N.J. Sen. Loretta Weinberg proposes expanded access to public records

N.J. Sen. Loretta Weinberg proposes expanded access to public records

February 4, 2010  Star Ledger

New Jerseyans would gain greater access to public records and more awareness of government meetings under two bills introduced today by state Sen. Loretta Weinberg.

"We want to change the culture of those people who are custodians of records, of public officials, who think it is their responsibility and duty to keep these things from the public," Weinberg (D-Bergen) said at a news conference in Trenton. "The public owns everything we do."

One measure would update the 2001 Open Public Records Act and rename it in honor of Martin O’Shea, a retired newspaper reporter and editor who bedeviled government officials with detailed requests and a willingness to take denials to court.
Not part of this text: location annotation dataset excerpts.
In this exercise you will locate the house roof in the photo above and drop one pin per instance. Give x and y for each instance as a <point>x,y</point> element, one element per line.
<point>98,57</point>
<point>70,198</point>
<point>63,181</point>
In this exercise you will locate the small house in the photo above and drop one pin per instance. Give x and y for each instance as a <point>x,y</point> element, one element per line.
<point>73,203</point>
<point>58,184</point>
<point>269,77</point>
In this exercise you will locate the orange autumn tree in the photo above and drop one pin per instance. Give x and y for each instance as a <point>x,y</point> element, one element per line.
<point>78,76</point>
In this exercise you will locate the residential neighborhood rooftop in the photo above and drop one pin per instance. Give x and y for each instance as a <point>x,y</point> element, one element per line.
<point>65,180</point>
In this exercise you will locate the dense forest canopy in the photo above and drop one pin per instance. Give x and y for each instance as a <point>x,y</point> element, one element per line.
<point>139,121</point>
O’Shea died in December.

The other measure, involving the Sen. Byron M. Baer Open Public Meetings Act, would affect how officials publicize upcoming meetings, and require they list the precise time when the meeting will be open to public comment. It also would add provisions involving electronic communication.

The open-records law, or OPRA, was designed to give citizens clear rights to examine such state and local government documents as contracts, payrolls, meeting minutes, budgets and correspondence, and it set a response time of seven days. But requesters often don’t get what they seek, experts said.

Weinberg’s amendment would order that records requests be given "prompt and immediate attention" — perhaps, she said, in as little as three hours.

It would set copy fees of 10 cents and 15 cents a page; compel employees who oversee records to disclose why any information has been withheld; and do away with a standardized form.

Weinberg’s proposed meetings-law measure takes into account the technology that did not exist in 1975, when the initial measure was signed. It would prohibit public officials from communicating with one another by text, mobile e-mail or similar means as they are meeting. Officials who "gather" and do public business electronically — by e-mail, for example — would have to disclose their actions just as they would for an in-person meeting.

Also, the meetings law would apply to all state boards, independent authorities, redevelopment bodies and other quasi-governmental groups. It would disallow any rule preventing the public from taping, photographing or otherwise recording meetings; require Internet posting of minutes, agendas and schedules for bodies that maintain web sites; and require 72 hours’ advance notice rather than 48 hours.